Cardamom-Almond Cream Cheese Pound Cake

I’m always a fan of moist, heavy pound cakes, and this combination of flavors sounds divine!  The original recipe calls for whole spices, which are always superior (well, superior for flavor, but not superior for your finances), but if you don’t have whole vanilla & cardamom pods, just substitute a splash of vanilla extract and some ground cardamom.  When I try this, I’ll measure how much cardamom I get from 3 pods, and update the recipe.

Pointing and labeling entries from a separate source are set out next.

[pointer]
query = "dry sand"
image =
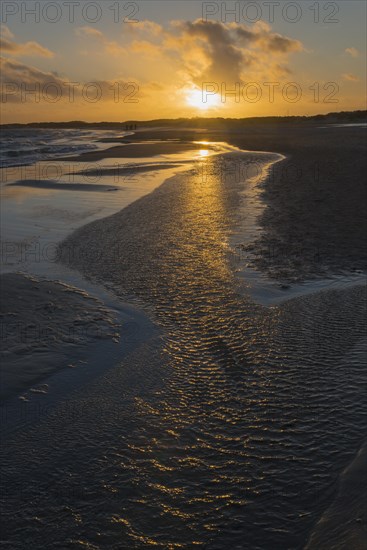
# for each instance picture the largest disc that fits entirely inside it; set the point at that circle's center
(45, 326)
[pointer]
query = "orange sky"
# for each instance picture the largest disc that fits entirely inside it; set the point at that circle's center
(157, 65)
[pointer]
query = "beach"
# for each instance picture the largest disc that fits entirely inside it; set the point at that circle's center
(221, 413)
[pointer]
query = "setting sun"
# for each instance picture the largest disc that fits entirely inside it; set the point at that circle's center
(202, 100)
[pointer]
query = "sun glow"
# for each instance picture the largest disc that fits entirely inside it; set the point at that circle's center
(202, 100)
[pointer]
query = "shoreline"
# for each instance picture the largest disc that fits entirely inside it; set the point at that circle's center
(173, 259)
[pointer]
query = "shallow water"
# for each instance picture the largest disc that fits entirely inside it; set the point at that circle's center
(228, 431)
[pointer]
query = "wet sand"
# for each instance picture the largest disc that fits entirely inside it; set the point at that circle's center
(314, 223)
(239, 420)
(129, 150)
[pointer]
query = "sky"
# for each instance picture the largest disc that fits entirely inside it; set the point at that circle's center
(121, 60)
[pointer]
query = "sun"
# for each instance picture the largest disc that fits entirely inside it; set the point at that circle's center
(202, 100)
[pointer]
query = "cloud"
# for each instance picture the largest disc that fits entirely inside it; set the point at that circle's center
(21, 83)
(31, 48)
(208, 51)
(110, 47)
(6, 32)
(352, 51)
(148, 27)
(350, 77)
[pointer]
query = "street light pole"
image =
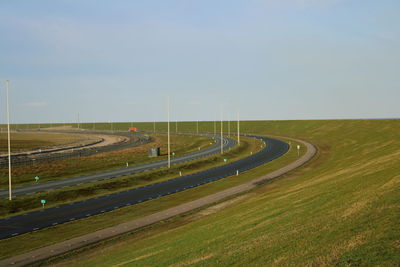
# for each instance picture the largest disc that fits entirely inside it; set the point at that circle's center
(222, 143)
(9, 145)
(238, 129)
(215, 128)
(169, 148)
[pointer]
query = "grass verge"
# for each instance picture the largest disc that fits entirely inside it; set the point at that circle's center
(53, 170)
(342, 209)
(26, 242)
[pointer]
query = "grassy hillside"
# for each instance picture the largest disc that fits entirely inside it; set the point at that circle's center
(342, 209)
(22, 141)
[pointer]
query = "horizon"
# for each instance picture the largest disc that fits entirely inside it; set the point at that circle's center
(274, 60)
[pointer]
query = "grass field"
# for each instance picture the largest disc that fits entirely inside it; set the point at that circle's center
(36, 239)
(53, 170)
(342, 209)
(23, 141)
(57, 197)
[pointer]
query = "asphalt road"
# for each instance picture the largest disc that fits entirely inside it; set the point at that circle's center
(67, 182)
(48, 217)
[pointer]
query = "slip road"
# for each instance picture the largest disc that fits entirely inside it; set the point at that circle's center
(48, 217)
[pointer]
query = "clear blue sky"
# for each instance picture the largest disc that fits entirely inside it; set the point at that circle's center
(270, 59)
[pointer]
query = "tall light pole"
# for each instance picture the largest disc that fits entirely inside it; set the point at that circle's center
(9, 145)
(215, 128)
(238, 128)
(222, 143)
(169, 147)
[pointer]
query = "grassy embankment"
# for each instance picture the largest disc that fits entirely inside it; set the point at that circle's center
(53, 170)
(61, 196)
(22, 141)
(342, 209)
(26, 242)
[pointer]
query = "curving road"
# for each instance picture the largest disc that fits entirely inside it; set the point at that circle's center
(67, 182)
(45, 218)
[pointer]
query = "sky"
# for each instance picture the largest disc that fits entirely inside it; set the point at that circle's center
(269, 60)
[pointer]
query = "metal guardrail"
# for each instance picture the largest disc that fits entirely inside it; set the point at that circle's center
(83, 150)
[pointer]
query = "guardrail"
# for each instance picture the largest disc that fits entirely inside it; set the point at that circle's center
(135, 139)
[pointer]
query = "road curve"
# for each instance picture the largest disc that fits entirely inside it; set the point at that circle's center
(33, 221)
(72, 181)
(103, 234)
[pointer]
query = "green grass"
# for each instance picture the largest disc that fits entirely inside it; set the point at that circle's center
(51, 235)
(22, 141)
(53, 170)
(58, 197)
(342, 209)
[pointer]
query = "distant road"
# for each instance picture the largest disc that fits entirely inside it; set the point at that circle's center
(67, 182)
(48, 217)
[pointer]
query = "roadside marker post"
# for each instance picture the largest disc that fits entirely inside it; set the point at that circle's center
(43, 201)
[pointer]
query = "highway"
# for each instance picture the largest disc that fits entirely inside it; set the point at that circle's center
(71, 181)
(65, 213)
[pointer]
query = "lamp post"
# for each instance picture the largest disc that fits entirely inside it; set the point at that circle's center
(169, 148)
(238, 128)
(9, 144)
(222, 143)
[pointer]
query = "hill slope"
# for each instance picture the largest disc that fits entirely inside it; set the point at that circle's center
(341, 209)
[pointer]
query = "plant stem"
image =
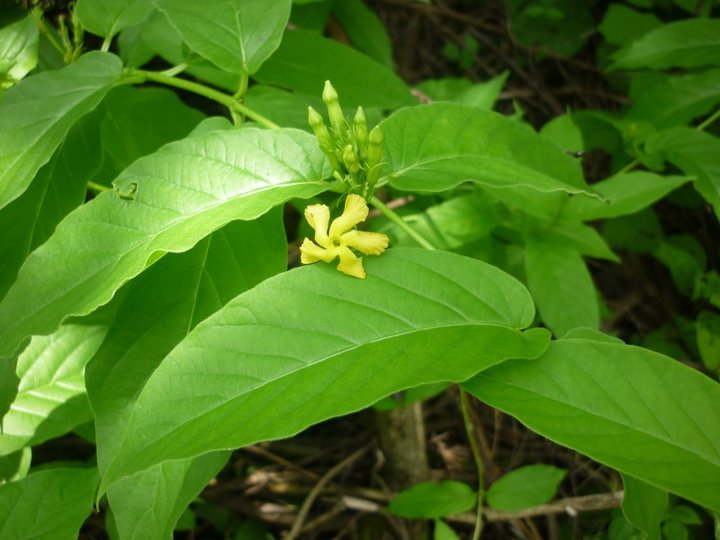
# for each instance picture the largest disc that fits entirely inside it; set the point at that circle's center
(479, 465)
(132, 76)
(701, 127)
(397, 220)
(709, 121)
(97, 188)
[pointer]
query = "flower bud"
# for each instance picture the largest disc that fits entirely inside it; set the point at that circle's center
(323, 136)
(351, 160)
(374, 147)
(360, 129)
(332, 102)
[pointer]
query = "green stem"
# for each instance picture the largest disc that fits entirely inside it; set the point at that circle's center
(97, 188)
(132, 76)
(709, 121)
(397, 220)
(701, 127)
(479, 464)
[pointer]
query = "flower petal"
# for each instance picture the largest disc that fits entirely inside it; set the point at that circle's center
(369, 243)
(350, 264)
(318, 216)
(356, 210)
(310, 252)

  • nonstick cooking spray
  • 1 c. whole wheat pastry flour
  • 1/2 c. all-purpose flour
  • 1/2 tsp baking powder
  • 1/2 tsp salt
  • 1/4 tsp baking soda
  • 1 c. sugar
  • 3/4 c. (1.5 sticks) unsalted butter, room temperature
  • 2/3 c. (5 oz.) cream cheese, room temperature
  • 3 large eggs
  • 1 vanilla bean pod
  • 3 cardamom pods
  • 1/4 tsp almond extract
  • thinly sliced almonds, to sprinkle on top

Preheat oven to 350 F and generously coat a loaf pan with nonstick spray.  Line the bottom of the loaf pan with parchment paper, leaving a bit of overhang.  Coat the parchment paper with nonstick spray as well.

In medium bowl, sift together the flours, salt, baking powder, and baking soda; set aside.

In electric mixer, combine butter and cream cheese until blended.  Slowly beat in the sugar until the mixture is light and fluffy.

Crack open the cardamom pods and remove the black seeds.  Using a mortar and pestle, grind the cardamom.  Scrape the seeds out of the vanilla bean pod.  Add the vanilla seeds and ground cardamom to the butter & cream cheese mixture.  Mix until incorporated.

On medium-low speed, individually beat in each egg.  Scrape down sides of bowl, then incorporate the almond extract.

Turn mixer speed to low, then slowly add the dry mix, beating until just incorporated.

Scrape batter into prepared pan and smooth the top.  Sprinkle with sliced almonds.

Bake about 60-70 minutes, until top is golden brown, springs back when pressed, and toothpick in the center comes out clean.  If the almonds start to brown too early, you can tent the cake with foil until it’s fully cooked through.  If desired, serve with whipped cream, ice cream, and/or poached fruit.